The daily lowdown on books, publishing, and the occasional author behaving badly.
Fifty previously unpublished poems by Rudyard Kipling, the author of The Jungle Book and Just So Stories, were discovered by Thomas Pinney, a professor emeritus at Pomona College. The lost works by Kipling, whose most famous poems include "If" and the notorious "White Man's Burden," are to be published next month. Kipling was widely derided as an apologist for British colonialism — George Orwell called him "a jingo imperialist" — though he was also a respected novelist who won the Literature Nobel in 1907.
Barnes & Noble founder and Chairman Leonard Riggio wants to buy the company's stores and website — but not the Nook e-reader division, which it turns out is not doing especially well.
The easiest way to become a bestselling author? Buy your way onto the list. The Wall Street Journal reports that some authors are hiring marketing firms to buy up large numbers of their books to get a spot on the bestseller lists.

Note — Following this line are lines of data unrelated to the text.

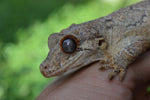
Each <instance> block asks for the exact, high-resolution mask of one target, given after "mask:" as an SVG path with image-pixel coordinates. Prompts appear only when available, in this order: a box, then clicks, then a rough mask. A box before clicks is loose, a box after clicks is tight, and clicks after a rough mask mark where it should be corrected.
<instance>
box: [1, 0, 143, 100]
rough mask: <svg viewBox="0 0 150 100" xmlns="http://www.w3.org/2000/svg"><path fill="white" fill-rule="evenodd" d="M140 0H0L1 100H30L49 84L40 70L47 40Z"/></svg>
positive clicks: (134, 2)
mask: <svg viewBox="0 0 150 100" xmlns="http://www.w3.org/2000/svg"><path fill="white" fill-rule="evenodd" d="M138 1H140V0H0V100H33V99H35V98H36V97H37V96H38V95H39V94H40V93H41V91H42V90H43V89H44V88H45V87H46V86H47V85H48V84H49V83H50V82H51V80H52V79H51V78H44V77H43V76H42V75H41V73H40V70H39V65H40V63H41V62H42V61H43V60H44V59H45V57H46V56H47V53H48V46H47V40H48V36H49V35H50V34H52V33H54V32H59V31H60V30H62V29H64V28H67V27H68V26H69V25H71V24H72V23H77V24H79V23H82V22H85V21H89V20H93V19H96V18H99V17H101V16H105V15H107V14H109V13H111V12H113V11H116V10H117V9H119V8H122V7H125V6H127V5H130V4H133V3H136V2H138Z"/></svg>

New York Magazine asks 30 prominent writers about Philip Roth's legacy, and whether the Portnoy's Complaintauthor is a misogynist. (The poll results might be more convincing if it weren't for the fact that only five out of the 30 writers featured were women).
Penguin Press announced Monday that the next novel from reclusive Gravity's Rainbowauthor Thomas Pynchon will be published in September. Bleeding Edge will be set in 2001 in "the lull between the collapse of the dot-com boom and the terrible events of September 11," according to a press release.
The New Yorker has published a lovely short story set partly during the Spanish Civil War by Irish author Colm Toibin.